No sé en qué momento oí ésta rotunda y desertora frase ni qué circunstancias rodearían al humano que la pronunció para provocarle esa renuncia o, tal vez, ese alto sentido de las cosas inanimadas, inertes, yertas. Desde luego, en mi fuero interno, ninguno de esos calificativos tiene que ver con piedra. Ser piedra es para mí ser el máximo ser que existe en este mundo. Testigo de la creación y del fin, silenciosa y profunda, fuerte, expuesta y vencedora sin aspavientos. Cualidades y atributos por los que cambiaría esta vida loca con su loca realidad que tiene el ser humana por la infinita quietud de ser piedra. Puede que, en su trayectoria, después de años rodando, quedara fija en un altozano, tal vez llegara a él porque una mano inocente me salvara de ir al fondo del mar y me rescatara en la misma orilla de la playa para meterla en su bolsillo y ser un prodigioso talismán...

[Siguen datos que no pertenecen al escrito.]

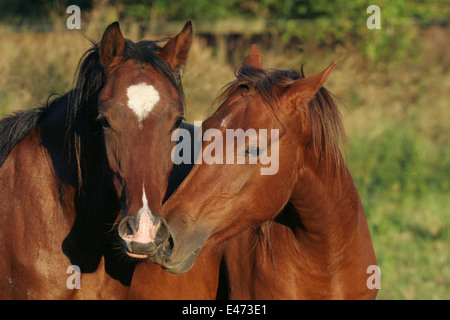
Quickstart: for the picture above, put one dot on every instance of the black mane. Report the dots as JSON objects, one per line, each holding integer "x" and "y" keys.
{"x": 89, "y": 81}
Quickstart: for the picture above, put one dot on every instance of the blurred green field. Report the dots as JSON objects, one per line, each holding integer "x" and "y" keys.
{"x": 395, "y": 110}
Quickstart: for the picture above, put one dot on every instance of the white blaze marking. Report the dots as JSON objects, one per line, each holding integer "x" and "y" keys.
{"x": 145, "y": 201}
{"x": 142, "y": 98}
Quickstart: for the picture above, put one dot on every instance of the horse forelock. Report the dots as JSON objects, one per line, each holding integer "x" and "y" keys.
{"x": 327, "y": 131}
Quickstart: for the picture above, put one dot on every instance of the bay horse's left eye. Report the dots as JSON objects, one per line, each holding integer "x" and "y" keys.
{"x": 178, "y": 122}
{"x": 103, "y": 121}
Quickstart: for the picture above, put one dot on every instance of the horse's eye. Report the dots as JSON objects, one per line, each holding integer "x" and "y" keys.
{"x": 178, "y": 122}
{"x": 252, "y": 151}
{"x": 103, "y": 121}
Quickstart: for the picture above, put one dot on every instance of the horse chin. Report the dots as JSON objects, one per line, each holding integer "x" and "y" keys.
{"x": 137, "y": 256}
{"x": 183, "y": 267}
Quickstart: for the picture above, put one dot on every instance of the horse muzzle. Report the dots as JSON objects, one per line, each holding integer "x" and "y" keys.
{"x": 144, "y": 235}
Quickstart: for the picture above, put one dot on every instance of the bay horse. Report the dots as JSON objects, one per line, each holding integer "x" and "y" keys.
{"x": 68, "y": 168}
{"x": 300, "y": 233}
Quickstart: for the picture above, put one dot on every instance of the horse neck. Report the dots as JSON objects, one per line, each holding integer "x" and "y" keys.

Ayer salieron los niños a pasear. Después de cuarenta y tres días de confinamiento, abandonaron por una hora el encierro y salieron al fin de sus casas. Ayer fui muy feliz desde que me levanté pensando que desde las nueve de la mañana la ilusión de los niños podría verse hecha realidad, como un nuevo día de reyes pero menos materialista e interesado. Sé que soy una idealista pero estoy segura que, si pudiera, me comprometería a no salir más de mi casa con tal de que le devolvieran a los niños la tierra de mi infancia, esa Málaga agricultora con sus huertas y campos, la que olía en primavera a chilindros y rosas. A las once y cuarenta y cuatro minutos recibí cuatro fotos que me provocaron lágrimas y risas de emoción. Eran de mi nieto paseando por el campo, un campo repleto de margaritas y malvas silvestres, jaramagos, espigas y amapolas sobre una alfombra verde y jugosa como solo la lluvia y el sol son capaces de producir en el Valle del Azahar. Estuve feliz todo el día hasta casi las ocho de la tarde que vi las noticias. Se me borró la sonrisa de la cara. Estaba hablando con mi hijo por wasap mientras veía las imágenes que mostraban el comportamiento incívico de alguna  gente en ciudades como Barcelona, Valencia, Alicante y Cádiz. Nada, que para esa gente no vale ni el miedo al virus ni la confianza que se deposita en ellos para lograr los objetivos tan importantes que tenemos entre manos. Les importa poco ir consiguiendo paulatinamente el desconfinamiento general, les importa menos hacerlo con seguridad manteniendo el distanciamiento y les importa nada respetar las órdenes que nos dan los expertos. Eso es que se lo pasan por el forro. Es increíble con la ligereza que se toman una cosa que tanto nos afecta a todos en general. ¿No se dan cuenta de que están en juego nuestras vidas?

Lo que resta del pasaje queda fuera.